August 2020
tl;dr: Use deep reinforcement learning to refine mono3D results.
The proposed RAR-Net is a plug-and-play refinement module and can be used with any mono3D pipeline. This paper comes from the same authors as FQNet. Instead of passively scoring densely generated 3D proposals, RAR-Net uses an DRL agent to actively refine the coarse prediction. Similarly, shift RCNN actively learns to regress the differene.
RAR-Net encodes the 3D results as a 2D rendering with color coding. The idea is very similar to that of FQNet which encodes the 2D projection of 3D bbox as a wireframe and directly rendered on top of the input patch. This is the "direct projection" baseline in RAR-Net. Instead, RAR-Net uses a parameter aware data enhancement. and encodes semantic meaning of the surfaces as well (each surface of the box is painted in a specific color).
The idea of training a DRL agent to do object detection or refinement is not new. It is very similar to the idea of Active Object Localization with Deep Reinforcement Learning ICCV 2015.
- The curse of sampling in the 3D space. The probability to generate a good sample is lower than in 2D space.
- Single action: moving in one direction at a time is the most efficient, as the training data collected in this way is the most concentrated, instead of scattered throughout 3D space.
- One stage vs Two stage vs MDP
- one stage is not good enough. Two stages are hard to train separately. Thus MDP via DRL, as there is no optimal path to supervise the agent.
- DQN
- input: cropped image patch + parameter-aware data enhancement (color coded cuboid projection)

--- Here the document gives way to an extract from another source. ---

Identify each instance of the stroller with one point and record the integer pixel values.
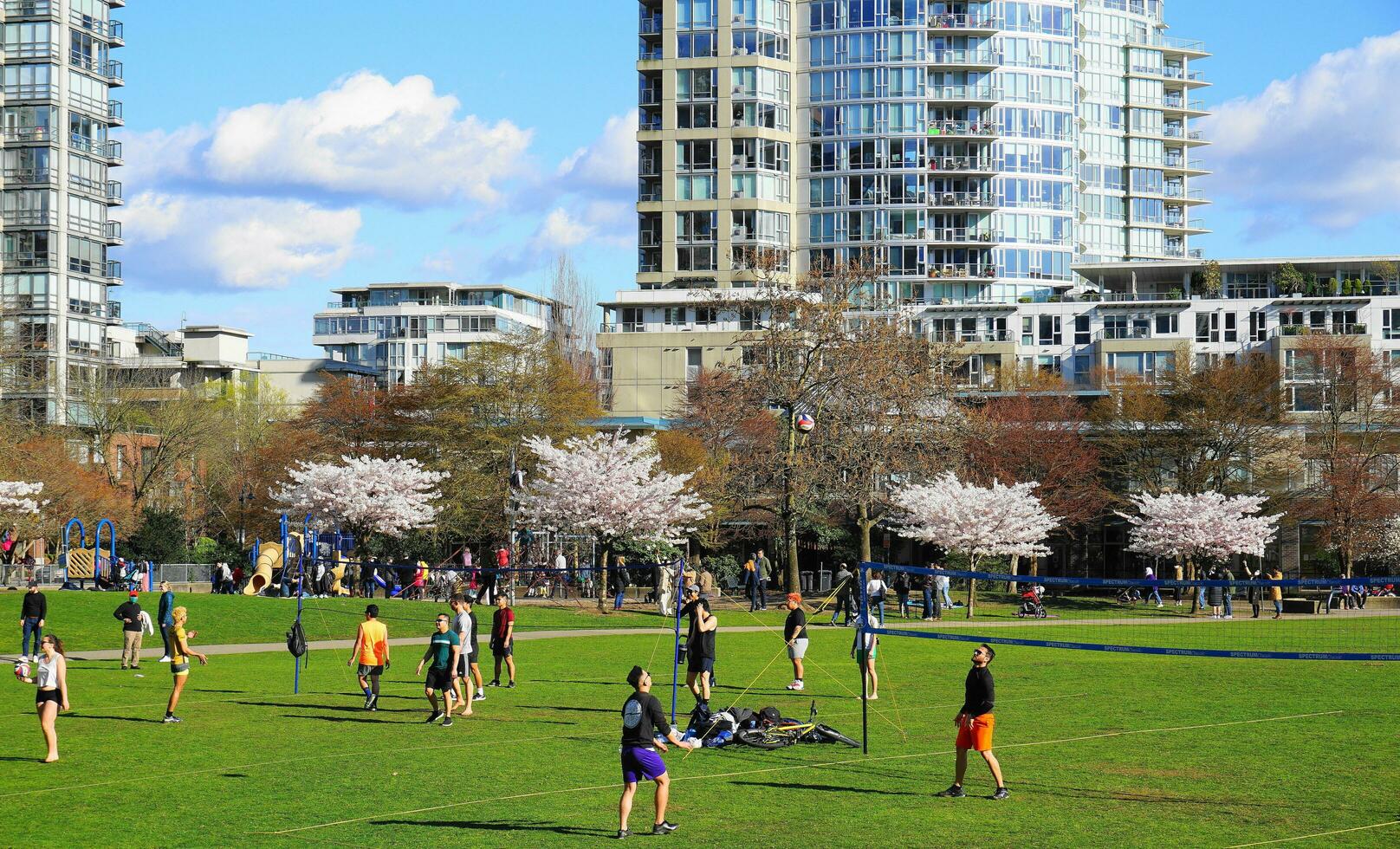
(1031, 604)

- output: Q-values for 15 actions. (2 * 7 DoF adjustment + one STOP/None action)
- Each action is discrete during each iteration, and it is in allocentric coordinate system instead of global system. This helps to learn the DQN same action for the same appearance.
- Reward is +1 if the 3D IoU increase, -1 if decreases.
- The training data is generated from jittering the GT.
- There are two commonly used split for KITTI validation dataset, one from mono3D from UToronto, and one from Savarese from Stanford. It should be checked to perform apple-to-apple comparison. Similarly, there are different validation split for monocular depth estimation.
- What is the alternative to RL? There is one baseline with all the features as RAR-Net but without RL in Table 5.